Based on all of this, I am unequivocally pro-impeachment. I recognize that there's a lot of work to do in order to make that happen, which is why it frustrates me that so far, Congress hasn't done nearly enough to put things in motion.

-yayfulness

A:

Dear Nellie,

At the most basic level, our republic is built on a system of checks and balances, intended to ensure that any action taken by the government would be in the interest of the whole nation, not just some loud/powerful minority or even a slim majority. That system has been eroded, both by changes to the system (such as the direct election of senators) and by the failure of the legislative branch to properly curb the executive branch's expansion of power. The legislative branch has not been jealous enough of the power assigned to it by the Constitution, preferring the efficiency of just letting the presidents do whatever they want, as long as they have the same letter next to their name on the ballot.

Obviously, there are a few exceptions on both sides. Rep. Amash is a good example of that, as one of the only Republicans still pushing back against President Trump and calling for his impeachment. But the sad truth is that the main bulk of both parties fall in line too easily for the system of checks and balances to work. Democrats call to end wars, unless Obama is the one waging them. Republicans speak out against gun control, unless Trump is the one enacting it. Both parties call for the arrest of Julian Assange, unless the leaks in question at the time are about their political opponents. 

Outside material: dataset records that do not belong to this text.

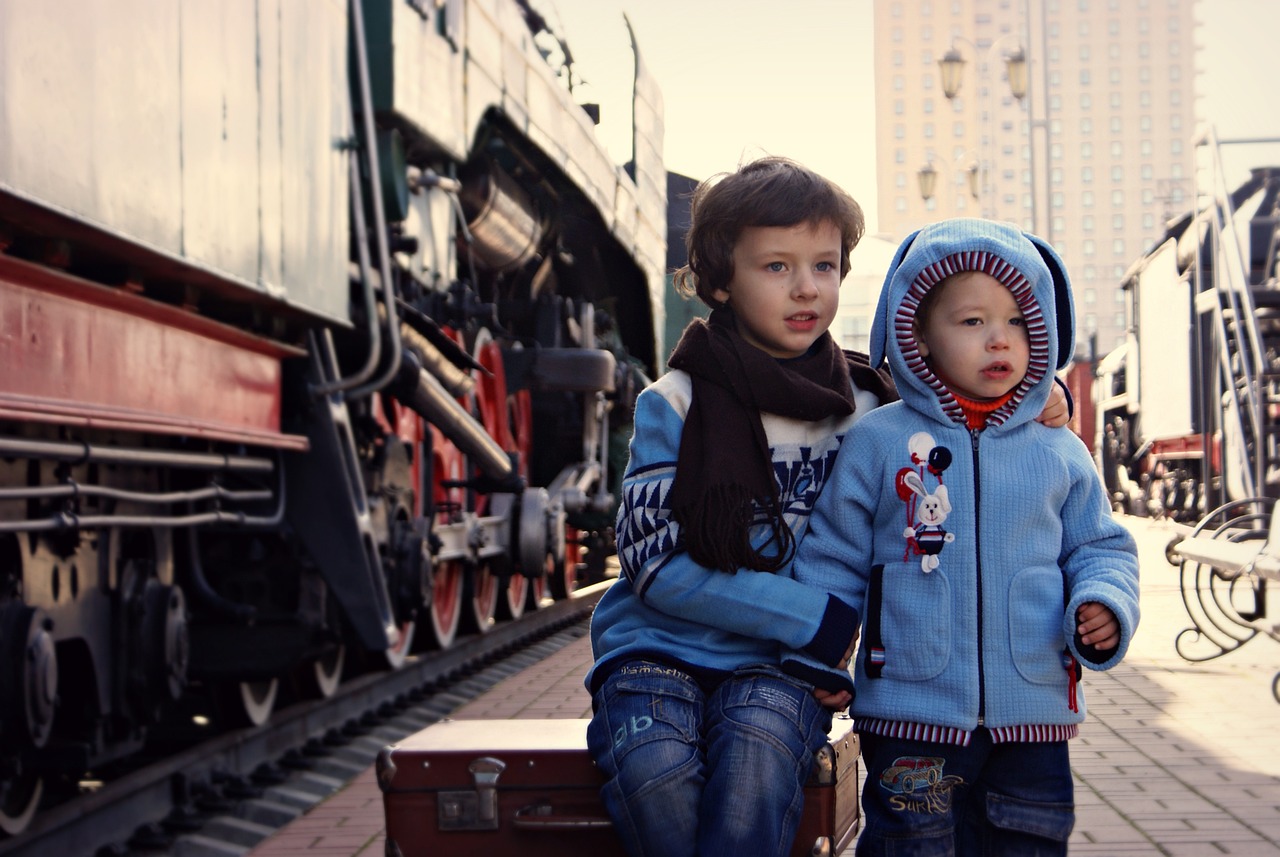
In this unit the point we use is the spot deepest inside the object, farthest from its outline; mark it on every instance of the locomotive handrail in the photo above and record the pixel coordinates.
(359, 385)
(1233, 284)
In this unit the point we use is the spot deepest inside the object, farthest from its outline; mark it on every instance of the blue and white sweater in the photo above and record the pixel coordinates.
(670, 609)
(968, 553)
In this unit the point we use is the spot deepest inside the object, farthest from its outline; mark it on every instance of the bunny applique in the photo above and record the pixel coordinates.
(926, 511)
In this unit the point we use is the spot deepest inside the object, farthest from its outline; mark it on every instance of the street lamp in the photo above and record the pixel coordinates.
(927, 177)
(1016, 68)
(951, 72)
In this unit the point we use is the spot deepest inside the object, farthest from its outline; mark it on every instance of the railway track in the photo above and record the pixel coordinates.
(224, 794)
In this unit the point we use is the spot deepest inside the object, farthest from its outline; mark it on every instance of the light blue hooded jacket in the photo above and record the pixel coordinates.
(968, 553)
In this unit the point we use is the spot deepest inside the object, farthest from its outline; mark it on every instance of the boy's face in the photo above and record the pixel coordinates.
(785, 287)
(974, 337)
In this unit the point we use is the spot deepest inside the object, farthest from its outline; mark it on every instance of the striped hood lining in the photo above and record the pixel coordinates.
(1013, 279)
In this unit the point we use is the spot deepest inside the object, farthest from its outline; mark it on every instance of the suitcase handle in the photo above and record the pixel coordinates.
(540, 816)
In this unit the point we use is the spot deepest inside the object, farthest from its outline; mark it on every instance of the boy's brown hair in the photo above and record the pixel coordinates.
(766, 192)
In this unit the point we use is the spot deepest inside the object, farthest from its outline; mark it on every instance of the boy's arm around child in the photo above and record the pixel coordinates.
(752, 604)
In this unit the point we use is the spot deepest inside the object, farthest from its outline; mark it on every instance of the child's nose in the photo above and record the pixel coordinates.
(805, 285)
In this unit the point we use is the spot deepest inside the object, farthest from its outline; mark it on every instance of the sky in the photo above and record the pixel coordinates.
(743, 78)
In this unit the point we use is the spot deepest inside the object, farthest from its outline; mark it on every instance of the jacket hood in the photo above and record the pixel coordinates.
(1032, 270)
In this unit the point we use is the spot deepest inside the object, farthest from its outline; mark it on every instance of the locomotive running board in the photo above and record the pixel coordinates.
(329, 509)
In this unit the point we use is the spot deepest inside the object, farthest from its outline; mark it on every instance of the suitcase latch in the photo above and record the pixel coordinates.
(478, 809)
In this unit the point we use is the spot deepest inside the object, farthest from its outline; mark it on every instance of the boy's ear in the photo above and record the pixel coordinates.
(1064, 308)
(878, 347)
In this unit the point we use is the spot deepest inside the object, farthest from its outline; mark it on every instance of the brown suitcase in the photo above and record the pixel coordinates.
(529, 788)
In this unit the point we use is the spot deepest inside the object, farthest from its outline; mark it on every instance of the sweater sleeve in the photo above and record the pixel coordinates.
(1100, 562)
(662, 573)
(835, 554)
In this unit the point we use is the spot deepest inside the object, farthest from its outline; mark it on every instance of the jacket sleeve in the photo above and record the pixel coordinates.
(1100, 562)
(662, 573)
(835, 554)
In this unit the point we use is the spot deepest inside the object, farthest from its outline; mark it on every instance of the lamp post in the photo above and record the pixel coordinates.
(1016, 69)
(951, 70)
(927, 177)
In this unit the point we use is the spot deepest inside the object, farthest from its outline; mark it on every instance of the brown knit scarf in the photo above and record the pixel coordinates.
(725, 462)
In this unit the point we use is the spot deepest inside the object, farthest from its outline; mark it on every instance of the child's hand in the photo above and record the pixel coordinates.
(833, 700)
(1097, 626)
(849, 652)
(1055, 413)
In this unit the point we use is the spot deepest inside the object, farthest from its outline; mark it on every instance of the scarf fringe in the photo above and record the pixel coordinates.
(717, 530)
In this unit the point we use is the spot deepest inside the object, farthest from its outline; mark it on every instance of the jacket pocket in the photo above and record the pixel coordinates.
(1036, 641)
(913, 618)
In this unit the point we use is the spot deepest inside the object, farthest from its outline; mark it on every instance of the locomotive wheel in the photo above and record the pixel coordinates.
(398, 654)
(245, 704)
(320, 678)
(562, 571)
(446, 603)
(513, 596)
(257, 700)
(19, 797)
(536, 592)
(479, 600)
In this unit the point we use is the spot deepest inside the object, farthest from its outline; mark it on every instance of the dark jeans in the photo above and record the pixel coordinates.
(929, 800)
(704, 773)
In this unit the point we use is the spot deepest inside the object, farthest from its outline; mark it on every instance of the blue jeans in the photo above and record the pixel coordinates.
(928, 800)
(704, 771)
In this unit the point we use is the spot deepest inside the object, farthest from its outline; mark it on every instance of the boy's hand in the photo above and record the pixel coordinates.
(1097, 626)
(849, 652)
(1055, 413)
(833, 700)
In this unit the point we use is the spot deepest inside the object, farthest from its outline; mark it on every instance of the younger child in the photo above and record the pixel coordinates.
(978, 548)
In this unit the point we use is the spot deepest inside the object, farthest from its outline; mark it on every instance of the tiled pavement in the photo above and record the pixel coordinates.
(1176, 757)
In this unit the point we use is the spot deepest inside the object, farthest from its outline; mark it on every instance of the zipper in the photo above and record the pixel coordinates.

I have always thought that the allegations of "collusion" or the concerns with Russians meddling in our elections were a bit silly - after all, does anyone really think that we don't do the same thing around the world? Regardless, the Mueller report* shows that Trump engaged in corrupt behavior to obstruct the investigation, and the argument that you can't obstruct justice if there is no crime is absurd. Impeachment is the only method available to discipline the president, and if the House of Representatives doesn't do it, they testify by their inaction that Trump's behavior does befit a president, despite what they may say to the contrary.

I think that the odds of a conviction in the Senate are slim, but it's not about that. It's about making a point: impeachment means that we draw the line somewhere, even if it means not crossing that line ourselves when it's convenient.

-The Entomophagist

*I haven't read it, and my understanding of it is based mostly on Rep. Amash's Twitter threads on the topic, along with several articles that concur with him.

A:

Dear Nellie, 

I'm not here to go into the real, complex politics of how this is gonna work out.  I'm here to jam to "Politik" by Coldplay and tell you that I think our toupee-clad over-ripe mango of a president deserves to be impeached (Oh wait, he can't be a mango because he put a tariff on Mexico, as if causing more financial trouble to a country is a good way to stop people from fleeing to seek refuge in the U.S.?) Obviously we can only impeach him for criminal charges. But he is a criminal, at least for obstruction of justice, and heaven only knows what else. Beyond criminal offense, I want him impeached for 1 main reason: 

Trump is a crappy person and I hate his stupid face. 

He's prideful, heartless, cruel, sexist, bigoted, racist, rude, thoughtless, uneducated, immature, and a terrible representative for our country. He's done anything BUT make America great. If anything, he's made us a laughing stock. And it hurts to think that he might get away with it and walk out of a finished term with a stupid grin of 'victory'. 

Maybe that's just me... but I doubt it.

Cheers, 

Guesthouse

A:

Whoa Nellie, what I want to know is why Pelosi is so muted about it. This is the real story. Either the Dems are in disagreement about the timing, or there's something that most of them don't know but Pelosi does.

--Toasteroven

A:

Dear Nellie,

The downside of impeaching Donald Trump is that Mike Pence would become President. But hey, it's still an improvement right?